This post is actually three years old. But, it still provides some valuable lessons from the happenings of a 10-year-old.
I got a call from my daughter’s school nurse last week. My mind went to sore throat, upset stomach – all the bugs that go around this time of the year. Instead, I heard that she fell off the high bar at recess. “And we think she broke her right arm.” Oh boy.
Here were the stats at the end of the day:
- 4 hours waiting
- 3 broken bones
- 2 casts (one on each arm)
- 1 scratched up face
And … 10 lessons learned from my 10-year-old over the last week. Even though each one is pretty simple, you might benefit from the refreshers both personally and professionally. I know I did.
She was wearing a smile in every picture I took of her. The doctor said she was one tough cookie. Sometimes the ability to keep smiling is very difficult. But when we smile, we can make someone’s day without even knowing it and it makes staying positive much easier.
Her Halloween costume would no longer work with the casts. So, she decided to let her injury work in her favor and opted to be an “injured person” instead. When Plan A doesn’t work, move quickly to the next solution and you might find it better than your original plan.
- A lesson that doesn’t kill you is a lesson learned.
When I pointed this out, I knew I had officially become my mother. But it’s so true. I was at a marketing conference a few years ago and one of the speakers said he would frequently tell his team that “no one is going to die” if they didn’t do something exactly right.

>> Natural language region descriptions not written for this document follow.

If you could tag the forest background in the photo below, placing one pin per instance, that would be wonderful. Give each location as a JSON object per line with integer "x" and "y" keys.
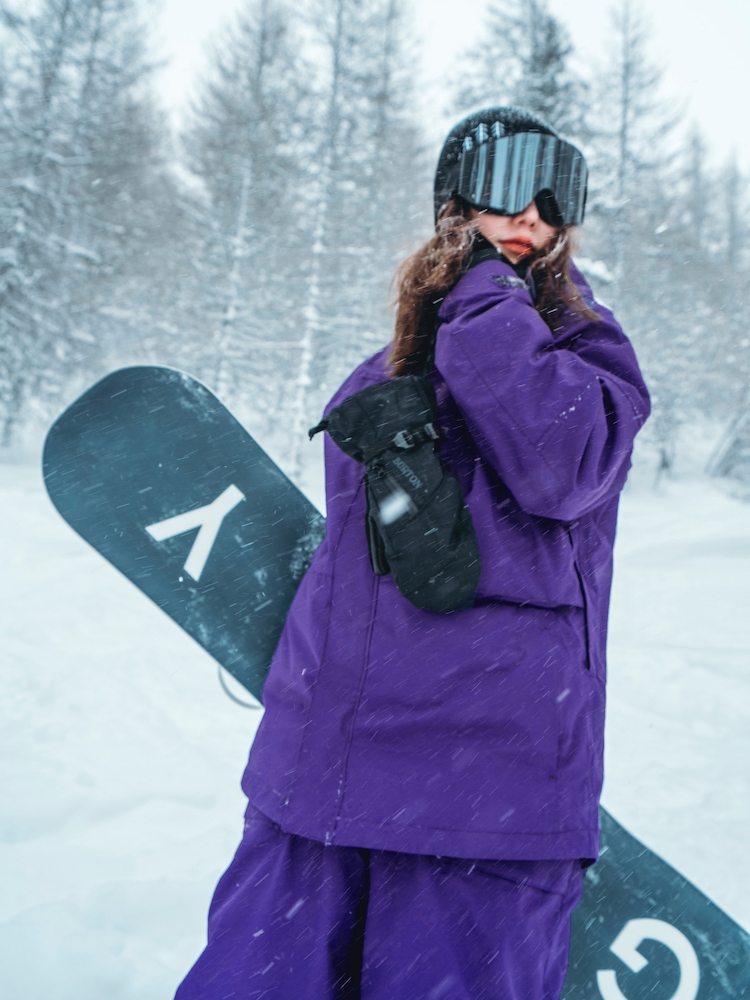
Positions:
{"x": 254, "y": 245}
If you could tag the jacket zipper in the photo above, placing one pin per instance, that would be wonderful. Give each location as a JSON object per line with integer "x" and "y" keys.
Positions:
{"x": 583, "y": 595}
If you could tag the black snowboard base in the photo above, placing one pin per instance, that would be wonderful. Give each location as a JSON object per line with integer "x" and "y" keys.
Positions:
{"x": 152, "y": 470}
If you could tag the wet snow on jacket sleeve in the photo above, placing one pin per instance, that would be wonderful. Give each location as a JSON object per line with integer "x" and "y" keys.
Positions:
{"x": 554, "y": 414}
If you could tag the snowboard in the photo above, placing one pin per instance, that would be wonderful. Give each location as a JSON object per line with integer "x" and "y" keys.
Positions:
{"x": 158, "y": 476}
{"x": 152, "y": 470}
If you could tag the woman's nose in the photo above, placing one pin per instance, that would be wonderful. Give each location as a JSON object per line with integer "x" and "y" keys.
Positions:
{"x": 530, "y": 215}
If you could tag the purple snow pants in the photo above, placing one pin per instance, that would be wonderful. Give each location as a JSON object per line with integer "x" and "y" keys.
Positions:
{"x": 292, "y": 919}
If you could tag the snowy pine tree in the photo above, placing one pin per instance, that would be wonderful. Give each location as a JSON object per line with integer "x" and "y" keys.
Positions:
{"x": 81, "y": 151}
{"x": 249, "y": 143}
{"x": 523, "y": 58}
{"x": 369, "y": 184}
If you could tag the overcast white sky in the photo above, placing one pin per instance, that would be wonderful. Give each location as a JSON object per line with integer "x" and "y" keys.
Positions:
{"x": 703, "y": 45}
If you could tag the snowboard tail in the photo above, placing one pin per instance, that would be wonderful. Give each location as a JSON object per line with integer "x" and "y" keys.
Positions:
{"x": 154, "y": 472}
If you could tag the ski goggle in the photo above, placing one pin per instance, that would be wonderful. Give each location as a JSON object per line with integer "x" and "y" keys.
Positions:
{"x": 505, "y": 173}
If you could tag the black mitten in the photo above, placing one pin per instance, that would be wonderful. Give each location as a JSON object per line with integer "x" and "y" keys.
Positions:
{"x": 418, "y": 526}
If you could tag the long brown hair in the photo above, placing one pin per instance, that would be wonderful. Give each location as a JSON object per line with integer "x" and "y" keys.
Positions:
{"x": 424, "y": 279}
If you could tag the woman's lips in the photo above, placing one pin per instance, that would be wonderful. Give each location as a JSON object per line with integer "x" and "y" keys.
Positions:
{"x": 519, "y": 246}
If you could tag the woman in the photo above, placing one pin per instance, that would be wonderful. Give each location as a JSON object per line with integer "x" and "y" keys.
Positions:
{"x": 424, "y": 787}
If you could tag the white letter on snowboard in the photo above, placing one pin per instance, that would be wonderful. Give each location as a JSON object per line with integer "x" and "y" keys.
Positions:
{"x": 208, "y": 519}
{"x": 625, "y": 946}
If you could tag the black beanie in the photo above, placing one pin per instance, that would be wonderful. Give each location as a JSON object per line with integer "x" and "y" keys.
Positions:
{"x": 514, "y": 119}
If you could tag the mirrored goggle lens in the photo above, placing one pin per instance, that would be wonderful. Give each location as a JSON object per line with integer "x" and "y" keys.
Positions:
{"x": 506, "y": 174}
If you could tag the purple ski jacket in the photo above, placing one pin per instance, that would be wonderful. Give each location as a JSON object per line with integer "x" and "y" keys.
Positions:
{"x": 479, "y": 733}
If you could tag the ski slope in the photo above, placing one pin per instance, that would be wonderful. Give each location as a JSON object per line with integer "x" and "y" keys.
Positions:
{"x": 120, "y": 756}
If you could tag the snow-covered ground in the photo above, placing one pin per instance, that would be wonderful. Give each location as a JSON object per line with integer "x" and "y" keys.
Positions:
{"x": 120, "y": 756}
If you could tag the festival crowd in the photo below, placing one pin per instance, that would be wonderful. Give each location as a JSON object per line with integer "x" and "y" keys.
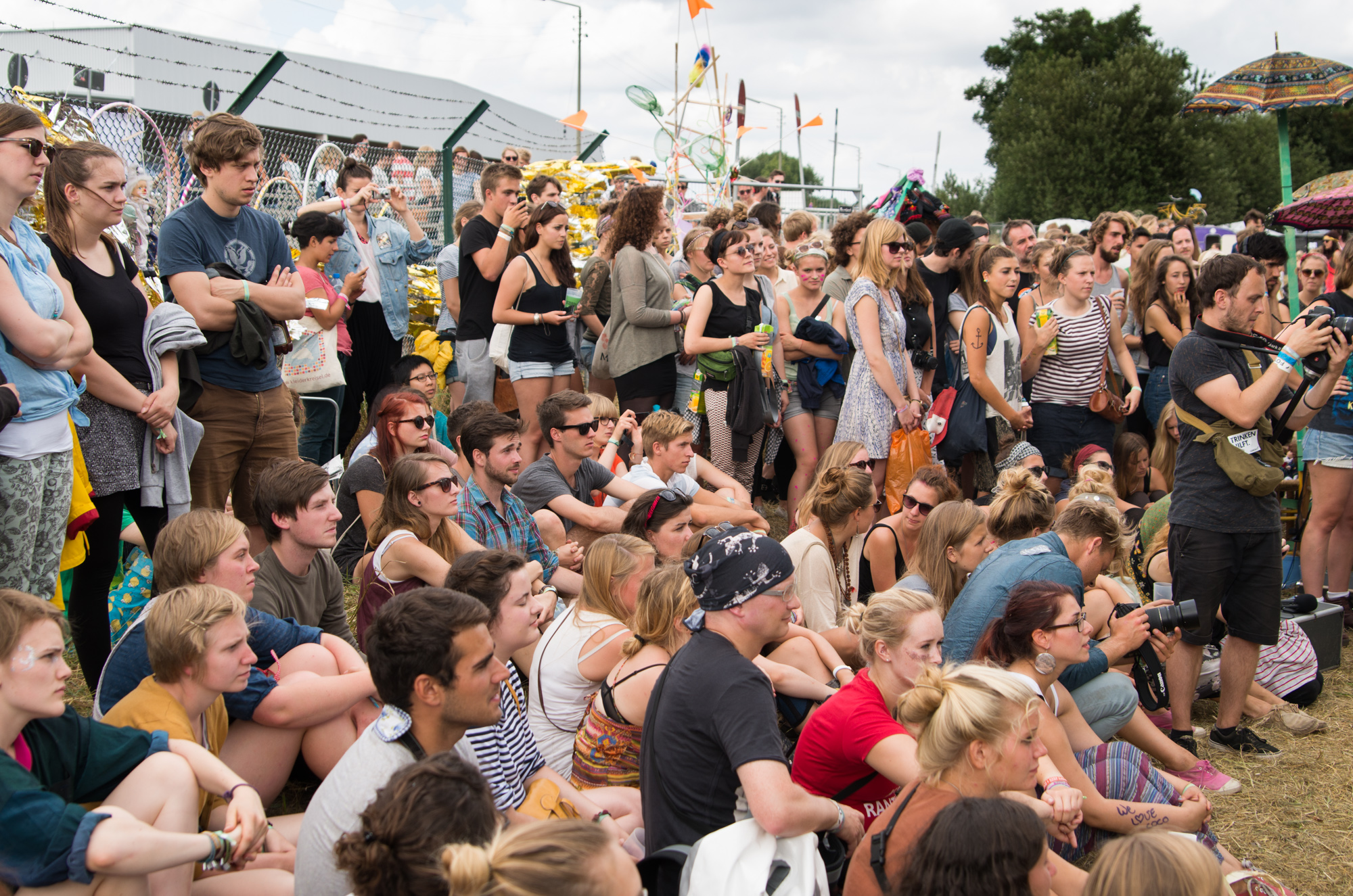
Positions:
{"x": 577, "y": 650}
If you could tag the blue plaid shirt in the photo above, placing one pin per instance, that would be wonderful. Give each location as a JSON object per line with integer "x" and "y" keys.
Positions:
{"x": 478, "y": 516}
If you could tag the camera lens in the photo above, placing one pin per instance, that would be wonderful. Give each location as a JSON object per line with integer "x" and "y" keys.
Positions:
{"x": 1167, "y": 619}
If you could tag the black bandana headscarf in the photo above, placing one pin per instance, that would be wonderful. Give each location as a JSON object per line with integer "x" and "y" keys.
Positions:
{"x": 733, "y": 569}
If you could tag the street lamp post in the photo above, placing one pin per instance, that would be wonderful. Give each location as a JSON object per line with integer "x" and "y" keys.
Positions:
{"x": 578, "y": 137}
{"x": 780, "y": 158}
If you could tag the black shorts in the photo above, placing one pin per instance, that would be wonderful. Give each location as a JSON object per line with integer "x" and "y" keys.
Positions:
{"x": 1240, "y": 573}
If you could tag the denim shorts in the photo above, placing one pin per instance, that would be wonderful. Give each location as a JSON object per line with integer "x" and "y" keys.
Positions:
{"x": 830, "y": 408}
{"x": 1329, "y": 448}
{"x": 531, "y": 370}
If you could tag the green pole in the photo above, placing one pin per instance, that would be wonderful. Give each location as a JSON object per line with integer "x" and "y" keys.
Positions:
{"x": 449, "y": 168}
{"x": 258, "y": 83}
{"x": 593, "y": 147}
{"x": 1285, "y": 160}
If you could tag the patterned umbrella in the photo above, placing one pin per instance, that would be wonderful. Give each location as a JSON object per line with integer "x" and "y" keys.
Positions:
{"x": 1329, "y": 209}
{"x": 1279, "y": 82}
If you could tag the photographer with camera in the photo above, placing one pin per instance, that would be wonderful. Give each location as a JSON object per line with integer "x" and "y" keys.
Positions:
{"x": 1225, "y": 542}
{"x": 385, "y": 248}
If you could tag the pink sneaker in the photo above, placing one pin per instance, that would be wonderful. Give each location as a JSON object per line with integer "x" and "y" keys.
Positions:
{"x": 1205, "y": 776}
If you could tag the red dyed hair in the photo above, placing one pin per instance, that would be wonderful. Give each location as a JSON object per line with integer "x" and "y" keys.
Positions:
{"x": 394, "y": 408}
{"x": 1030, "y": 607}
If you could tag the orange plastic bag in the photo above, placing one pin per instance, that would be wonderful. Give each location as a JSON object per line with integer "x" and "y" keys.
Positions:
{"x": 909, "y": 452}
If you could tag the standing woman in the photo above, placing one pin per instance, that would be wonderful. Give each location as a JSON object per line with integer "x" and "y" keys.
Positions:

As long as you are continually learning and then adjusting, you will get it right.
- Don’t be a show-off.
Speaks for itself. Don’t do it. Ever.
- Let rumors roll off your back.
Her biggest concern was rumors would spread about the accident. What if someone said she did it on purpose? What if someone said she got pushed off? As I listened to the simplicity of her concerns, I thought about how easy it is to get wrapped up in the worry of what others think, no matter how big/small/positive/negative/neutral it is.

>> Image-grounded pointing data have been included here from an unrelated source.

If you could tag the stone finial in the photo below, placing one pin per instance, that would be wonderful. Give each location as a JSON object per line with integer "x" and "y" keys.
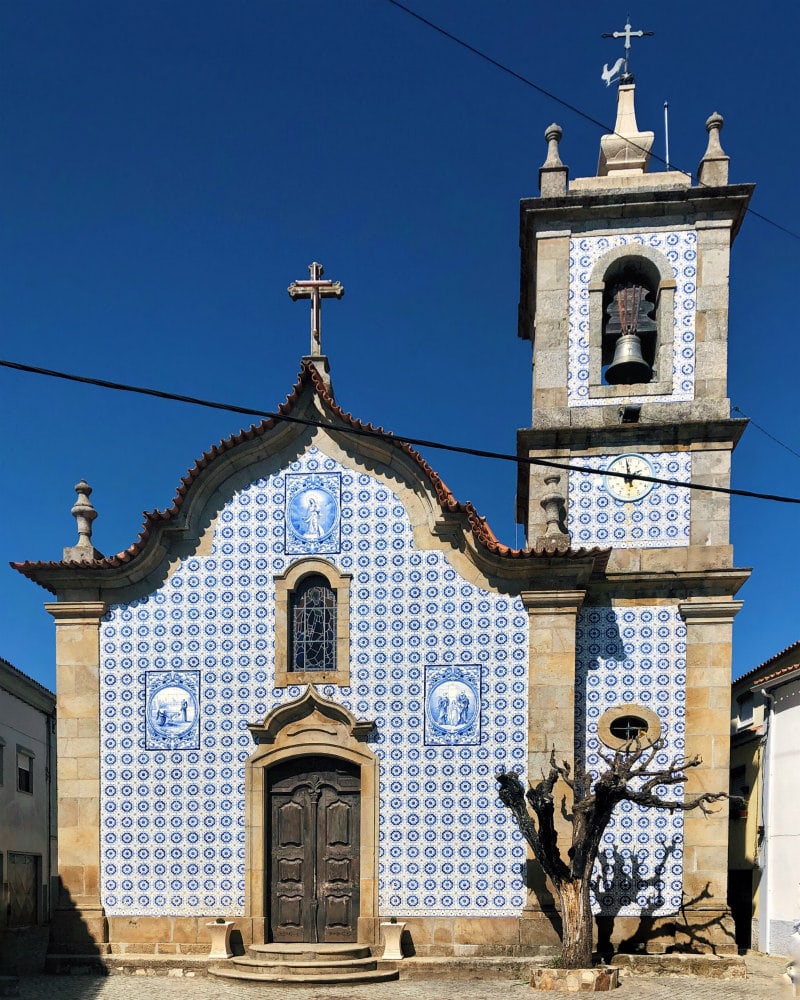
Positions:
{"x": 84, "y": 513}
{"x": 626, "y": 150}
{"x": 555, "y": 509}
{"x": 552, "y": 173}
{"x": 713, "y": 169}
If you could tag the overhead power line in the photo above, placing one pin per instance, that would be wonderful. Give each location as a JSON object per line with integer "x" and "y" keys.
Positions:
{"x": 385, "y": 435}
{"x": 764, "y": 431}
{"x": 565, "y": 104}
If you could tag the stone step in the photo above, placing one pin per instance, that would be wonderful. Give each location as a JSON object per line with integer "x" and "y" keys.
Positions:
{"x": 300, "y": 968}
{"x": 307, "y": 979}
{"x": 308, "y": 952}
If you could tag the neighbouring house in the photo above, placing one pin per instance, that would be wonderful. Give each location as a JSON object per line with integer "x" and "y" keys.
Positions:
{"x": 764, "y": 840}
{"x": 28, "y": 822}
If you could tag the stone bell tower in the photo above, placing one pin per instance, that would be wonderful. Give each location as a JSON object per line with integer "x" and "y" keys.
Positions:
{"x": 624, "y": 299}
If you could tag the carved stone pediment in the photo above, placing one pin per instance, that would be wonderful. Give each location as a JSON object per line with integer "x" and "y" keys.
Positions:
{"x": 307, "y": 713}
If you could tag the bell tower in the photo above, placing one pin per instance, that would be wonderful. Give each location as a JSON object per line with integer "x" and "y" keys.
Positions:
{"x": 624, "y": 299}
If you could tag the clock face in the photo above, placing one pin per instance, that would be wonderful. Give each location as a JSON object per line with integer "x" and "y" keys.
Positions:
{"x": 625, "y": 486}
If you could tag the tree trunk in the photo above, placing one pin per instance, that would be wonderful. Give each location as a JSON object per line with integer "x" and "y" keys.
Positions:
{"x": 578, "y": 926}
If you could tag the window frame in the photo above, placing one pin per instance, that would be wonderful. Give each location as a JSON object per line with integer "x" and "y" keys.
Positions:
{"x": 285, "y": 587}
{"x": 25, "y": 752}
{"x": 606, "y": 720}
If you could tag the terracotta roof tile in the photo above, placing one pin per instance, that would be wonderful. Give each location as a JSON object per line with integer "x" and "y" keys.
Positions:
{"x": 772, "y": 659}
{"x": 778, "y": 673}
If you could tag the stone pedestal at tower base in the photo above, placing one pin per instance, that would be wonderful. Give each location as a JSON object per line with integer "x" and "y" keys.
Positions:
{"x": 79, "y": 930}
{"x": 597, "y": 980}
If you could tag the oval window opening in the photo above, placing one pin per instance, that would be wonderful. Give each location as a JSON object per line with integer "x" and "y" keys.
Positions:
{"x": 628, "y": 727}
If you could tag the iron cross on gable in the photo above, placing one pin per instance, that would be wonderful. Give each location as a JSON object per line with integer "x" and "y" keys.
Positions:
{"x": 316, "y": 289}
{"x": 627, "y": 34}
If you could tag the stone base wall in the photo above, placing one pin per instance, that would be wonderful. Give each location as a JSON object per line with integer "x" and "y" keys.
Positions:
{"x": 534, "y": 933}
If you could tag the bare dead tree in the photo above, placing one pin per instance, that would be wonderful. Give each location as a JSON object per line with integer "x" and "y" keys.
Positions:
{"x": 631, "y": 775}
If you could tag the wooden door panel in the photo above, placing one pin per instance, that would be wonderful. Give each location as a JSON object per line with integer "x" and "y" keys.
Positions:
{"x": 314, "y": 815}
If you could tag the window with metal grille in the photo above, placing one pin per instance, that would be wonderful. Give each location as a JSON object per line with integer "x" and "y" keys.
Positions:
{"x": 313, "y": 625}
{"x": 628, "y": 727}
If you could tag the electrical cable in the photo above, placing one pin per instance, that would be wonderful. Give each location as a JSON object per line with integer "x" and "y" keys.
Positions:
{"x": 565, "y": 104}
{"x": 385, "y": 435}
{"x": 763, "y": 430}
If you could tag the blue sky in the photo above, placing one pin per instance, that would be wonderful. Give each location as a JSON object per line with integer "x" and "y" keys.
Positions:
{"x": 167, "y": 169}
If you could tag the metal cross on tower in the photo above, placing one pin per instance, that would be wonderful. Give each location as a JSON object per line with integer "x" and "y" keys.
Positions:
{"x": 627, "y": 34}
{"x": 316, "y": 289}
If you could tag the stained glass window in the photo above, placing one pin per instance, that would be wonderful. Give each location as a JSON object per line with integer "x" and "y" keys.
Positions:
{"x": 313, "y": 617}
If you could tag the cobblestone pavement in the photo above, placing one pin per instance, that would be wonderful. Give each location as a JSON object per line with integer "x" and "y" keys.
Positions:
{"x": 764, "y": 981}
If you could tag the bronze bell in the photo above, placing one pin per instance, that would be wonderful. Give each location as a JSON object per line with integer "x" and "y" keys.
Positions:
{"x": 628, "y": 365}
{"x": 629, "y": 313}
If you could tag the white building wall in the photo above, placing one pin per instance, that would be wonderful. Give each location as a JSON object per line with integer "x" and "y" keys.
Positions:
{"x": 781, "y": 855}
{"x": 24, "y": 824}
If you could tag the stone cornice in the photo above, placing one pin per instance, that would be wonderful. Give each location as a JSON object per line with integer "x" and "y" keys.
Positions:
{"x": 555, "y": 602}
{"x": 711, "y": 585}
{"x": 697, "y": 611}
{"x": 76, "y": 612}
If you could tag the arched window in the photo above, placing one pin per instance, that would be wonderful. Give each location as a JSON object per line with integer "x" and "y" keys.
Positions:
{"x": 313, "y": 625}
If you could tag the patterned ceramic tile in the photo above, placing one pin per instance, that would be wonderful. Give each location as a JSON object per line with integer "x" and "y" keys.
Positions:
{"x": 659, "y": 520}
{"x": 172, "y": 709}
{"x": 634, "y": 656}
{"x": 680, "y": 248}
{"x": 452, "y": 705}
{"x": 312, "y": 516}
{"x": 173, "y": 838}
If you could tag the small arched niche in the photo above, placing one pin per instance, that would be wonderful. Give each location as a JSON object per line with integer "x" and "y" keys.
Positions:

- Allow others to help you.
I have become very good at getting just about any shirt or coat over two arm casts. There are other things she can still do on her own. Recognize where you need help and ask for it. It is ok!
- Take a month off from busy-ness.
You can’t really play sports or practice the clarinet with two arm casts. So, she gets a month off from the normal, busy weekly schedule. We are all enjoying this break! Sometimes taking time to slow down and smell the roses is absolutely necessary.
- Always sport your flair.
The best part about two casts? Picking out two different colors! She opted for neon green and rainbow tie-dye. What color is your flair? Make sure you sport it as much as possible.
- Do not use casts – or any other item for that matter – to harm others.
It has been very tempting for her to use her casts as weapons on her five-year-old brother. But we learned in kindergarten that it’s not nice to hit others. That’s still true.
- Being famous isn’t all it’s cracked up to be.
After her first day back at school, I asked her if she got a lot of attention and was tired of telling the same story over and over again. She rolled her eyes and said, “Yes. I definitely never want to be famous.” After hitting it big, you might long to be just an ordinary person after all. (Casts might come in handy for the paparazzi, though!) Just kidding.